Two starts into 2019, Sale has allayed exactly none of those concerns. His velocity has dropped alarmingly, from the low-90s in his season debut to 88-89 in a gutsy start No. 2.

The Globe's Alex Speier broke down how a lack of extension has curtailed Sale's ability to let it rip. A rival scout told the Boston Sports Journal's Sean McAdam that Sale looks like he's favoring his shoulder. The stats show Sale with nearly as many homers and walks allowed (4 each) as strikeouts (5).

Forget about 2024, when Sale will be in the final year of his extension. We're worried about 2019, when the new contract hasn't even started yet. So how did this happen?

President of baseball operations Dave Dombrowski has always acted aggressively, both in acquiring players and extending them. He signed Miguel Cabrera to a pair of eight-year contracts. The first, for $152 million, ended up being a steal, with Cabrera winning a pair of MVPs, as well as a Triple Crown.

The second, however, looks like a bust. His new $248 million deal started in 2016, when Cabrera slammed 38 homers and made the All-Star team, but he appeared in only 38 games last year and is hitting just .235 this year. He's signed through 2023, when he'll be making $30 million at age 40. Ouch.

Dombrowski clearly errs on the side of getting bleep done, and that clarity of purpose has served him well in Boston, leading to World Series contributors like Craig Kimbrel, Sale, David Price, Nathan Eovaldi, and J.D. Martinez to name five.

But short-term gains mask potential long-term pain. Price has already battled elbow issues serious enough that two renowned surgeons admitted they'd have recommended Tommy John surgery were he younger. Eovaldi signed a $68 million extension after a dominating postseason, but he's undergone two elbow surgeries and was actually inconsistent after arriving from Tampa. Kimbrel helped the Red Sox reach the playoffs, but then nearly sent them home early.

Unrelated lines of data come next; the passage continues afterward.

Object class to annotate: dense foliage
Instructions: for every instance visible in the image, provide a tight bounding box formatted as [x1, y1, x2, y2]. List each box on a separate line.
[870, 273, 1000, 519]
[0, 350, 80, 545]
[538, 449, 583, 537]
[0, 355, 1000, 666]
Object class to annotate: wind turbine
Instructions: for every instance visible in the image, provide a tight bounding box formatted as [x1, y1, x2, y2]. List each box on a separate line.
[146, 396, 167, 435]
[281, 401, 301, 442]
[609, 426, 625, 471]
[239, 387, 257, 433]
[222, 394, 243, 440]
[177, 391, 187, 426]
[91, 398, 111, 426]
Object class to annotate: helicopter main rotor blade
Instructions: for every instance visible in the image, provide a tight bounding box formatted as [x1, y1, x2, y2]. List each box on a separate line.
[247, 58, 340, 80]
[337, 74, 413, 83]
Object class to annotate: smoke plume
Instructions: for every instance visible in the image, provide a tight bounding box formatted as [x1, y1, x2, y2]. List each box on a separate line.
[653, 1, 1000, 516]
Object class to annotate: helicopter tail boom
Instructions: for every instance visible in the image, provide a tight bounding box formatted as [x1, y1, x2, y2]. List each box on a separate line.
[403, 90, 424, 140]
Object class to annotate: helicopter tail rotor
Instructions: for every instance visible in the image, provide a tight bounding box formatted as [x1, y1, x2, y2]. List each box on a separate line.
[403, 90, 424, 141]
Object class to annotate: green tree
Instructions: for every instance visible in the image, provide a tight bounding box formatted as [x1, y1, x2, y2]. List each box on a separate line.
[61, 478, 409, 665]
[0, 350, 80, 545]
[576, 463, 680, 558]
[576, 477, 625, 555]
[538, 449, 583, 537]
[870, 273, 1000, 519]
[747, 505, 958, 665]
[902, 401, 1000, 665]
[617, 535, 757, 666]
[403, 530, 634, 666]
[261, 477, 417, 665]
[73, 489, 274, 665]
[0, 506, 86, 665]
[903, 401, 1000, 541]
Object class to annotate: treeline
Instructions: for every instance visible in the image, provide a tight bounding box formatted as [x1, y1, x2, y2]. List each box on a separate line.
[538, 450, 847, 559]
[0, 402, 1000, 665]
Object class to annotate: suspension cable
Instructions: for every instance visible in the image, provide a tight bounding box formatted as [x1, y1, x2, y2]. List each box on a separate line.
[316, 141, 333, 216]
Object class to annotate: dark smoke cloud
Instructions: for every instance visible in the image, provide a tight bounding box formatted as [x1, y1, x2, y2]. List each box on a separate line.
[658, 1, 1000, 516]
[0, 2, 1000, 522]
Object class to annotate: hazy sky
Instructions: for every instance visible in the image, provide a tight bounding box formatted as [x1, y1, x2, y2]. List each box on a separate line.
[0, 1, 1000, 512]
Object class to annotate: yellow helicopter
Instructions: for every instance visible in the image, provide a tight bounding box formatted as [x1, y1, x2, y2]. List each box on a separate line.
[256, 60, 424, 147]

Sale belongs in another category entirely. The Red Sox believed he was healthy when they signed him to a team-friendly extension. It's fair to wonder how they reached that conclusion, based on his limp to the finish in 2018 and his stumble from the gates now.

Locking up a healthy Sale made all the sense in the world. He's a legitimate alpha atop the rotation, he doesn't pay attention to the petty dramas that have derailed other Boston superstars, and he wants to be here. Those are three major selling points for a Cy Young contender.

But given the already depressed market for 30-year-old starting pitching, the Red Sox might not have paid Sale much more than $145 million even if he had finished 25-4. They had every incentive to wait and see.

Instead they pounced, and as Sale prepares to take the ball in Tuesday's home opener, we're left to wonder if this Jamie Moyer act is just a temporary blip, or the start of something truly regrettable.